衆院選「各党のネット戦略」詳細分析で見えたこと 今後は政党間格差が広がってしまう懸念もある
選挙やリーダーのあり方をめぐって「発信力」という言葉を聞く機会が増えた。2021年9月の自民党総裁選では菅義偉元首相の発信力不足の克服が課題として浮上。河野太郎、岸田文雄、高市早苗、野田聖子の4人の候補者は全員が活発にSNSで発信した。翌月行われた衆院選ではコロナ感染防止対策もありSNSによる発信が重視された。ただ、発信力は注目されるものの、発信量やフォロワー数が多い候補者が当選するとは限らない。
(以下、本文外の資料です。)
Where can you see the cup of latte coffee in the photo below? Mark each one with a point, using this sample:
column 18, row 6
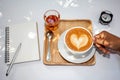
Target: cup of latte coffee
column 78, row 40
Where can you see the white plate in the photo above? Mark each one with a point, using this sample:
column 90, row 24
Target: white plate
column 70, row 57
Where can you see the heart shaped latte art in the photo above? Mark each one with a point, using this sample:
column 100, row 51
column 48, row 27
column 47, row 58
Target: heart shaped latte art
column 79, row 42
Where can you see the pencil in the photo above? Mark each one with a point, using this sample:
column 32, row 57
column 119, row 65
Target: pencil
column 13, row 59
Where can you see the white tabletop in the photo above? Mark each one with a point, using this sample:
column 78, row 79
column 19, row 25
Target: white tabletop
column 19, row 11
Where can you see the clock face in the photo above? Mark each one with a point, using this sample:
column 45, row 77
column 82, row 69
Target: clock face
column 106, row 17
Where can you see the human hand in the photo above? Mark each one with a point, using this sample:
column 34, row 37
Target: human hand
column 106, row 42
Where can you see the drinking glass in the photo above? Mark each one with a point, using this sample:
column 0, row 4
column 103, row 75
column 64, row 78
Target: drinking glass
column 52, row 19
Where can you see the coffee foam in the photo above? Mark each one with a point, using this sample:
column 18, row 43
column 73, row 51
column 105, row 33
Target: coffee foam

デジタル化やコロナ禍の影響を受けてネット上での広報戦略が注目されているが、先般の衆院選ではどのような傾向が見られたのだろうか。本稿ではこれまでの広報戦略の経緯を振り返ったうえで、今回の選挙における政党の動きを概観し、今後の展望を描きたい。
選挙が終わるたびに「SNSは票に結びつかない」
選挙におけるメディア戦略の重要性は1990年代から指摘されていた。2000年代には小泉純一郎元首相によるワンフレーズポリティクスや小泉劇場、さらにはPR会社なども活用したデータに基づく広報戦略といったものが注目を集めた。
2009年と2012年の政権交代でもマスメディアを舞台とした広報戦略が勝利に貢献したと語られてきた。そして2013年にはネット選挙が解禁された。
以降、選挙のたびにSNSが注目され、各政党や候補者のネット戦略は少しずつ高度化した。ネット選挙ではウェブサイトの構築や各種SNSに適したコミュニケーションを展開するため外部の制作会社やコンサルタントを雇うことが増え、他の候補者に負けじと、より優れたサービスを利用する圧力も生じた。
ただ、選挙が終わるたびに「SNSは票に結びつかなかった」という政治家の落胆の声が報じられた。票という成果に結びつかない問題は候補者にとって悩みのタネであり続けている。